POULSBO — Taste, Poulsbo’s newest restaurant, stands on a sparsely developed end of Olhava Avenue and presents a humble exterior accented by Chinese architecture.
A look inside the new building, however, provides another impression, with plenty of eye-catching ornamentation establishing an illuminating ambiance.
Taste makes ample use of light as it is refracted through glass chandeliers, columns, and marble stained glass, or reflected across mosaics, including a wall-sized depiction of a golden Seattle skyline.
“You have to come in to see it, then you would know the difference,” owner Yan Zhang said of the difference between the traditional Chinese food experience of Taste, versus her other restaurant in Silverdale, the King’s Wok Buffet.
Taste opened its doors on Nov. 12.
“It’s been pretty good,” Zhang said of customer visits. “People are starting to know that we are open.”
Taste offers two varieties of fare: traditional Chinese food and sushi, straying a bit from the King’s Wok format.
“A lot of people thought it would be a buffet, because we have a buffet in Silverdale,” she said, noting that she wanted to go more traditional with the Poulsbo restaurant.
“The buffet is not really traditional Chinese food. It’s more American Chinese food. Now we are trying to bring in more traditional Chinese food.”

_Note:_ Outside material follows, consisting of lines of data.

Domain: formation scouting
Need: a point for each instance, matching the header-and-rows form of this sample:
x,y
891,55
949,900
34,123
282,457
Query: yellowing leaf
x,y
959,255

For example, Zhang said, American Chinese food may consist of well-known dishes like broccoli beef that are heavy on fried rice. Taste does offer fried rice, but items like broccoli beef are not on the menu. What is on the menu are items such as oyster dishes, steamed whole fish, braised fish cubes, hot and sour soup, and jellyfish head with cucumbers. There are also some familiar titles for westerners such as Kung Po (or Pao) chicken and sweet and sour pork.
Then there’s the sushi.
“I was very surprised that there wasn’t a sushi restaurant over there, very surprised,” Zhang said.
Aside from grocery store sushi, the sushi restaurants nearest to Poulsbo are in Silverdale and on Bainbridge Island.
Taste also offers a variety of lobster dishes, sourced from the lobster tanks that customers see near the front door.
But to really know what traditional Chinese food is like, Zhang said, one has to sit down and try it.
“If I told you ‘traditional Chinese,’ you wouldn’t know,” she said. “You have to come in and try it out.”